Despite all the complaining I do about the guy’s cringe worthy attempts at song, I had come to expect him at the
High Note
as much as Paul, Holly, and my rotating wait staff. I didn’t pay him, but he might as well have been an employee. He was certainly more prompt than most of the rest of my crew.

Holly sat on her stool on stage, chin in her hand, elbow planted on one knee—the bored version of the Thinking Man sculpture. She had sung a few songs herself when no one entered their names into the rotation. After that, she perched on her stool and waited.

Only three people occupied tables, each on their own. Two old guys that reminded me of the shredded look Sheila had taken on since she left Hawthorne.
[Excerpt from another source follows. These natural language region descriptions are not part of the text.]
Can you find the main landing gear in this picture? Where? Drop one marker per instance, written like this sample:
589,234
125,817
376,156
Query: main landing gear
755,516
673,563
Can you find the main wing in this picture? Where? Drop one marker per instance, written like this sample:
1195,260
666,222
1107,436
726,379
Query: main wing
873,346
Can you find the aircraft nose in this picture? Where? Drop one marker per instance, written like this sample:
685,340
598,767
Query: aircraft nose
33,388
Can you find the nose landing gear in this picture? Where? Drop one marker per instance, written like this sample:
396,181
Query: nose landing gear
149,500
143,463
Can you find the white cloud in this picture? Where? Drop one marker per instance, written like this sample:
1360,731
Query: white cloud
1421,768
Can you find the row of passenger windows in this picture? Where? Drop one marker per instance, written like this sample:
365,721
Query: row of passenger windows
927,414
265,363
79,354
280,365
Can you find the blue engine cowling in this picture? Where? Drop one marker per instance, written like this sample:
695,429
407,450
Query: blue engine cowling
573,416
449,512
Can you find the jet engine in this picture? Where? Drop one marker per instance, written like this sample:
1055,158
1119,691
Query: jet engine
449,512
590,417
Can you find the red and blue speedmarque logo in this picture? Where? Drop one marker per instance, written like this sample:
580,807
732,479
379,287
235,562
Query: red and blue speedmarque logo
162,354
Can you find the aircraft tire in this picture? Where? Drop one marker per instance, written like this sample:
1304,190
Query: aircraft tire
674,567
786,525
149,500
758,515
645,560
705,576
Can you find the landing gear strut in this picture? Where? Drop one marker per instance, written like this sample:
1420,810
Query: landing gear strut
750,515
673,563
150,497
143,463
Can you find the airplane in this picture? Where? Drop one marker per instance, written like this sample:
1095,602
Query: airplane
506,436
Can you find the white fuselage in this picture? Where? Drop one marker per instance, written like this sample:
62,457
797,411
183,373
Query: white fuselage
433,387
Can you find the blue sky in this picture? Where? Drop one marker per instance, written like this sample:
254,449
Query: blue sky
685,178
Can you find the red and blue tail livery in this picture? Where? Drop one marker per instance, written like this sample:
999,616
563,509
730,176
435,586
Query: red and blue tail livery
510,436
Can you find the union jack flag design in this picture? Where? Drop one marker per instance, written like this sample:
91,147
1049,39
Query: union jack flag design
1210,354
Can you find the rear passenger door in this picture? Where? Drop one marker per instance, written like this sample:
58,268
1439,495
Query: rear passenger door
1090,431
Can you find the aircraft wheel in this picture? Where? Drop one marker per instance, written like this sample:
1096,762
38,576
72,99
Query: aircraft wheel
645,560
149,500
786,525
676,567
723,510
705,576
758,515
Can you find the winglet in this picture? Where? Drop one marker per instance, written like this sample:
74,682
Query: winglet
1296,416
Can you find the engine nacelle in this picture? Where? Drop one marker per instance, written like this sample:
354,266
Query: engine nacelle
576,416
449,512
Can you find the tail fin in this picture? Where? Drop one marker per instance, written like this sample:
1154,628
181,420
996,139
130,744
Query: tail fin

The third, a middle-aged man, looked well on his way to joining the ranks of his two elders.

Not exactly karaoke fans.

I stepped up on stage and asked Holly about Hal.

Her bored eyes rolled up to look at me, one shoulder lifted maybe half an inch. “Don’t know.”

“Three days is a long time for him not to show up.”

“Three minutes is a long time for him not to show up.” For someone as expressive as Holly was while singing, she sure had the monotone thing down when she spoke. “Why? You worried about him?”

I realized I was. Which was crazy, considering I had plenty of other things to worry about. Part of me said to just forget it. But Hal was…well…
Hal
. A goofball? Yes. A travesty to all musical kind? Sure. Still, I saw his devotion to the
High Note
as more than obsessive compulsion. He believed in the place. Probably more than I did.

Holly waved a hand in front of my face. “Hey, boss, what’s with the far away stare?”

“You hear anything about the old guy, let me know, okay?”